À Constantinople (Turquie) poste restante.

1 Du 26 mars au 10 avril, visite détaillée de Jérusalem et des environs: la Mer Morte et le Jourdain, Jéricho, Béthanie… Bethléem, Hébron, la vallée de Mambré, St Jean-du-Désert. En VO V, 133 vº - VI, 9 rº (67 pages); NHV III, 148-187.

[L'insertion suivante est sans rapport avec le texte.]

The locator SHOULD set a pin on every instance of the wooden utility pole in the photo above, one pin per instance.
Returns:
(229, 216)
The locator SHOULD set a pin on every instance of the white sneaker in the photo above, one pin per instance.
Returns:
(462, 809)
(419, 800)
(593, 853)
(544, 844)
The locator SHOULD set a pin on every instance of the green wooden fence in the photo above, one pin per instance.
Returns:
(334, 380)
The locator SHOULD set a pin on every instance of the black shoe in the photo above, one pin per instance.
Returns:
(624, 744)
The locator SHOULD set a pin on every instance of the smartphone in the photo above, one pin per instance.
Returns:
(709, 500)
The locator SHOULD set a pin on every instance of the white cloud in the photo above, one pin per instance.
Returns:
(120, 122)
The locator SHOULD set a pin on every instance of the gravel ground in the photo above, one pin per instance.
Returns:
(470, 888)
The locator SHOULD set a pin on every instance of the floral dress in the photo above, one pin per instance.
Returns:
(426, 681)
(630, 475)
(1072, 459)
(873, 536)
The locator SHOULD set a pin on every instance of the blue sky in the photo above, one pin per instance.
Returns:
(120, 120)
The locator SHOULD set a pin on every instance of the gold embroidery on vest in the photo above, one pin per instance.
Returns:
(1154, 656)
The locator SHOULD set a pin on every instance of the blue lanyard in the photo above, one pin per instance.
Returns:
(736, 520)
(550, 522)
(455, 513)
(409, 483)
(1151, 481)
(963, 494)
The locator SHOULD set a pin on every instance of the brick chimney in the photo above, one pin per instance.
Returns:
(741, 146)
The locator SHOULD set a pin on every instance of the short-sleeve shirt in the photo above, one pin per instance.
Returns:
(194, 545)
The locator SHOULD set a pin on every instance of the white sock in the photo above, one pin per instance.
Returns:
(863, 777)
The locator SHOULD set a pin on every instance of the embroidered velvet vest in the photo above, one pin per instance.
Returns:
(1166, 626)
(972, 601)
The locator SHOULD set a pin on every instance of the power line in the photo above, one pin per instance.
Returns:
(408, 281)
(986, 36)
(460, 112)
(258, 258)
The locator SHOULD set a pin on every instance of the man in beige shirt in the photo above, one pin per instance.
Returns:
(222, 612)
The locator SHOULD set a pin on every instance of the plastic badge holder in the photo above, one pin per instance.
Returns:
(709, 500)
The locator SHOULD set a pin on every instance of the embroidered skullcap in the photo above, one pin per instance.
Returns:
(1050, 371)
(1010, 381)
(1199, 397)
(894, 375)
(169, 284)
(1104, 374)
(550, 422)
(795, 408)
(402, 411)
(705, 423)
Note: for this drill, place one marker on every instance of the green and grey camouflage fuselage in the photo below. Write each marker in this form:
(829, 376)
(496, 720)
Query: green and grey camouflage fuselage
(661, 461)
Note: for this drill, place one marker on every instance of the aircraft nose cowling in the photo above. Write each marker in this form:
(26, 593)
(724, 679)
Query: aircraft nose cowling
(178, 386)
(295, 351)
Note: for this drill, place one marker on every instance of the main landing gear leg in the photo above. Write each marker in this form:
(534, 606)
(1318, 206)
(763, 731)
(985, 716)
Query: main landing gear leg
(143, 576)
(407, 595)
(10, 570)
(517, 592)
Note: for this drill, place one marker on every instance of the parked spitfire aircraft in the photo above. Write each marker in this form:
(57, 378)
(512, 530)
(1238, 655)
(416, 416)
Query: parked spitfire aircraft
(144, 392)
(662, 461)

2 Avec cependant pour Léon un petit détour et séjour de 10 jours à Rome cf. LD 28.

3 Cf. LD 9 (note 5).

4 Sur Siméon cf. LD 4 (note 3). La «révolution» au collège d'Hazebrouck est la révocation par le gouvernement impérial (ministre V. Duruy), en mars 1865, de Mr Dehaene comme Principal, et la fondation par celui-ci d'un nouveau collège libre - l'Institut S. François d'Assise - bientôt florissant (cf. NHV I, 14 vº). Mr Boute s'était résolu, avec tous les prêtres professeurs, à suivre Mr Dehaene (NHV I, 19 vº). À ce sujet cf. de l'abbé Lemire (élève du collège comme Léon Dehon): «L'abbé Dehaene et la Flandre». Léon Dehon écrivit, en effet, de Jérusalem à l'abbé Boute qui lui répond longuement le 5 (?) mai à ce sujet (cf. LC 12).

5 Sur M. Demiselle cf. LD 4 (note 3).